O artesanal e o industrial
Os antigos brinquedos eram construídos dos restos das produções das oficinas medievais. Com os restos das madeiras faziam-se os cavalinhos e bonecos. Com a industrialização o brinquedo passa a ser feito em série, perdendo aquele aspecto único que tinha, podia até parecer , mas não era igual, enquanto que o brinquedo em série possibilita um acesso maior a esse objeto que passa a acontecer a partir da fabricação, isso vai mudando a chegada do brinquedo nas mãos das crianças. Portanto o brinquedo não era pensado como objeto para a criança. Crianças e adultos brincavam juntos e muitas vezes esses brinquedos eram feitos com outro fim, mas chegavam até as crianças e elas brincavam. Por exemplo: miniaturas e objetos de cunho religioso.
Nesse mesmo programa a professora Lígia Mefano do Departamento de Arte e Design da PUC (RJ), analisando o processo de mudança na percepção da criança e da sociedade sobre o brinquedo como objeto de cultura, diz que “hoje quando se pensa em brinquedo, pensa em criança. Tem o aspecto positivo que a criança vai sendo valorizada nesse processo, mas há também o aspecto de separação do mundo das crianças e do mundo dos adultos, afastamento que pode gerar complicações, ou seja, a sociedade desaprende quando ela não acompanha suas crianças. Pois a criança nos ensina a rever nossa vida a partir do momento que ela vai institucionando a educação, em que as crianças vão indo para as instituições cada vez mais cedo (educação infantil) ou outros membros adultos (pais, avós, tios) vão desaprendendo a lidar com essa infância, isso é um aspecto negativo da nossa sociedade. Por incrível que parece hoje no Brasil, mais de 60% das crianças brasileiras não brincam com brinquedos industrializados, ou seja, a maioria das nossas crianças ainda não tem acesso direto ao brinquedo industrializado. Ainda faz o seu próprio brinquedo, compra na feira ou são feitos pelos familiares da criança.”
Realmente existe este afastamento que considero uma fase onde a criança foi muito separada da própria criança, devido à reprodução em larga escala industrial do brinquedo. Ocorria que era uma criança para um brinquedo ao invés de um brinquedo para várias crianças brincarem juntas. Do ponto de vista do comportamento social, percebemos que essas crianças ficam próximas, brincam uma ao lado das outras, mas não com a outra, ou seja, não organizam brincadeiras em conjunto. Esse processo ocasionou no isolamento da criança. No entanto estamos caminhando para outro momento importante na construção educativa e cultural da criança: a construção da inteligência pela criança.
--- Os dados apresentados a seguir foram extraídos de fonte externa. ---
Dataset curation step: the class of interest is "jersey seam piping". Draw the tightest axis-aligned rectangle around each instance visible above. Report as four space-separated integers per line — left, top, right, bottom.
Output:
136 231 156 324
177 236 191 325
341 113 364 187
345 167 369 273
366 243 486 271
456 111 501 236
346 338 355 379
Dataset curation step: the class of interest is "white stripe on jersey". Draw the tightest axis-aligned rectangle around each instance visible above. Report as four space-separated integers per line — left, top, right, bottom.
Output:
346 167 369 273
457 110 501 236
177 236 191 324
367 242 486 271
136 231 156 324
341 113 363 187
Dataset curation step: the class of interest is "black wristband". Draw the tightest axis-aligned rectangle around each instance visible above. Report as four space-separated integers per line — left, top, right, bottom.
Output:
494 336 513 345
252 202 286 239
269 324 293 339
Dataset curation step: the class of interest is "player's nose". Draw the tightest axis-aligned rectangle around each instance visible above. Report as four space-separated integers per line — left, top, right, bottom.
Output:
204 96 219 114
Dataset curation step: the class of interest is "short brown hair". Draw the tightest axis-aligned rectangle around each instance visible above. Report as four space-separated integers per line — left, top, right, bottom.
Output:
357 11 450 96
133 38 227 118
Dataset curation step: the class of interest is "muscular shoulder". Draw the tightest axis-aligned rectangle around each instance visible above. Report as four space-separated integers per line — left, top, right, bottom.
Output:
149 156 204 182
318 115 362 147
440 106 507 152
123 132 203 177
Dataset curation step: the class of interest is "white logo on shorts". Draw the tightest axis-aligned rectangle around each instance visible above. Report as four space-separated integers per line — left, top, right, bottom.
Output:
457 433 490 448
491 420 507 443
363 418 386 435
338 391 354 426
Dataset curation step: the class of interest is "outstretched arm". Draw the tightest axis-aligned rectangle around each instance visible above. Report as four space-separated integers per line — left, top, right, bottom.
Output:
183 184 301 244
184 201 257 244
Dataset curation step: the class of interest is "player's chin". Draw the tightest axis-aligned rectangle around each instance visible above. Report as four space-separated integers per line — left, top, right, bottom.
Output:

A descoberta das possibilidades de se recorrer às atividades espontâneas próprias do desenvolvimento psicológico da criação e com isso aprendermos com ela.
É possível observar através da mídia publicitária os atuais anúncios sobre as vendas de brinquedos para muitas pessoas, fazendo com que a criança retorne para o coletivo, onde a família se integre novamente ao brinquedo. Por isso acho de grande importância as oficinas de construção de brinquedos, quase inexistente sua presença em nosso estado, para uma melhor divulgação na comunidade escolar, ou seja, fazer o brinquedo juntos para depois brincar.